Predicting Credit Card Fraud - Logistic Regression

Hi!

I just finalised my code for the “Predicting Credit Card Fraud” on the Data Science: Machine Learning Specialist skillpath, but my model score and predictions don’t add up (…seems to good). I have tried to identify where my error is, but I can’t figure it out. I’ve enclosed my code and would love some help (…and feedback!).

Link to exercise: https://www.codecademy.com/paths/data-science/tracks/dsml-supervised-learning-i/modules/mle-logistic-regression-66e97567-68e4-431c-895f-c3c64abc5547/projects/logreg-credit-card-fraud

import seaborn
import pandas as pd
import numpy as np
import codecademylib3
import matplotlib.pyplot as plt
from sklearn.linear_model import LogisticRegression
from sklearn.model_selection import train_test_split
from sklearn.preprocessing import StandardScaler

# Load the data
transactions = pd.read_csv('transactions.csv')
print(transactions.head(10))
print(transactions.info)

# Summary statistics on amount column
print(transactions['amount'].describe())

# Create isPayment field
def cond_isPayment(x):
  if x == 'PAYMENT':
    return 1
  elif x == 'DEBIT':
    return 1
  else:
    return 0

func = np.vectorize(cond_isPayment)
isPayment = func(transactions['type'])
transactions['isPayment'] = isPayment

print(transactions['isPayment'].head(10))

# Create isMovement field
def cond_isMovement(x):
  if x == 'CASH_OUT':
    return 1
  elif x == 'TRANSFER':
    return 1
  else:
    return 0

func = np.vectorize(cond_isMovement)
isMovement = func(transactions['type'])
transactions['isMovement'] = isMovement

print(transactions['isMovement'].head(5))

# Create accountDiff field
transactions['accountDiff'] = transactions['oldbalanceOrg'] - transactions['oldbalanceDest']
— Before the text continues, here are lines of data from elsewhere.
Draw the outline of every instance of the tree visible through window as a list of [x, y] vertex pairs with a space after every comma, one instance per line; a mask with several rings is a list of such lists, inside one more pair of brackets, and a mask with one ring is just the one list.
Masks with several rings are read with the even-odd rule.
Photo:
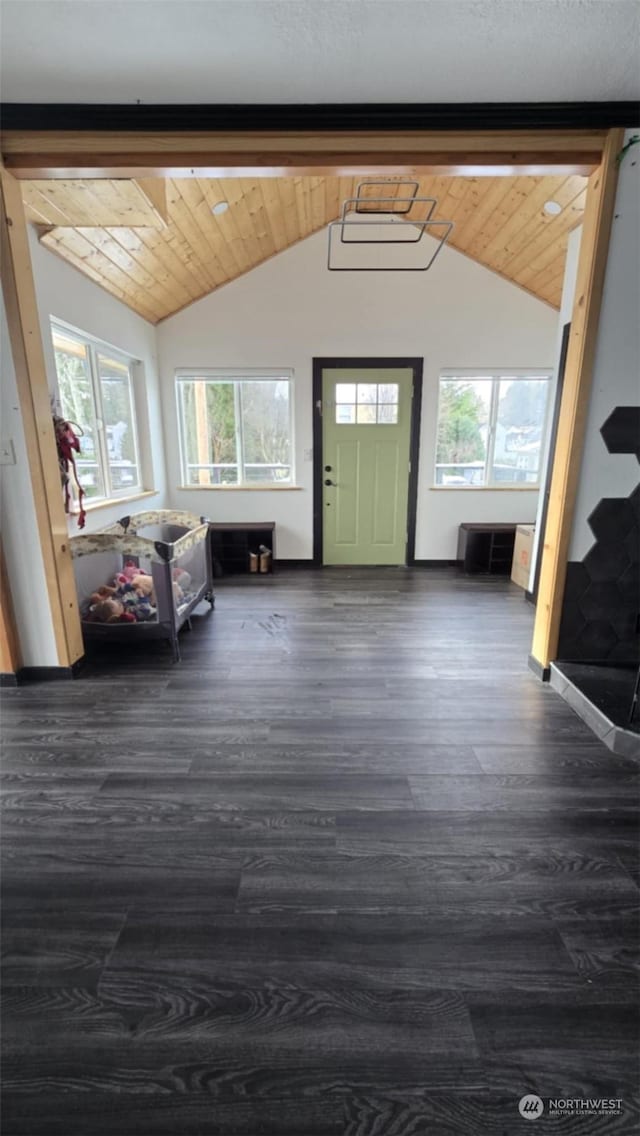
[[81, 332], [52, 323], [62, 415], [79, 427], [78, 476], [88, 498], [141, 488], [132, 360]]
[[290, 380], [178, 376], [184, 485], [292, 481]]
[[530, 485], [540, 480], [551, 379], [440, 379], [436, 485]]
print(transactions['accountDiff'].head(5))

# Create features and label variables
X = transactions[['amount', 'isPayment', 'isMovement', 'accountDiff']]
print(X.head(5))

y = transactions['isFraud']
print(y.head(5))

# Split dataset
X_train, X_test, y_train, y_test = train_test_split(X, y, test_size = 0.3)

# Normalize the features variables
scaler = StandardScaler()
X_train_scaled = scaler.fit_transform(X_train)
X_test_scaled = scaler.transform(X_test)

# Fit the model to the training data
lr = LogisticRegression()
lr.fit(X_train_scaled, y_train)

# Score the model on the training data
print(lr.score(X_train_scaled, y_train))

# Score the model on the test data
print(lr.score(X_test_scaled, y_test))

# Print the model coefficients
print(lr.coef_)

# New transaction data
transaction1 = np.array([123456.78, 0.0, 1.0, 54670.1])
transaction2 = np.array([98765.43, 1.0, 0.0, 8524.75])
transaction3 = np.array([543678.31, 1.0, 0.0, 510025.5])

# Combine new transactions into a single array
sample_transactions = np.array([transaction1, transaction2, transaction3])
print(sample_transactions)

# Normalize the new transactions
sample_transactions_scaled = scaler.fit_transform(sample_transactions)

# Predict fraud on the new transactions
predicted_fraud = lr.predict(sample_transactions_scaled)
print(predicted_fraud)

# Show probabilities on the new transactions
predicted_prob_fraud = lr.predict_proba(sample_transactions_scaled)
print(predicted_prob_fraud)

Did you try printing the confusion matrix? I have the same problem and I think the score is high because there are just very few fraudulent transactions overall. If you have 9990 non-fraudulent transactions and 10 fraudulent transactions, even if you classify 100% of fraudulent transactions as non-fraudulent, you can still end up with a pretty high score.

Confusion matrix helps because you can see the actual number of false negatives and false positives.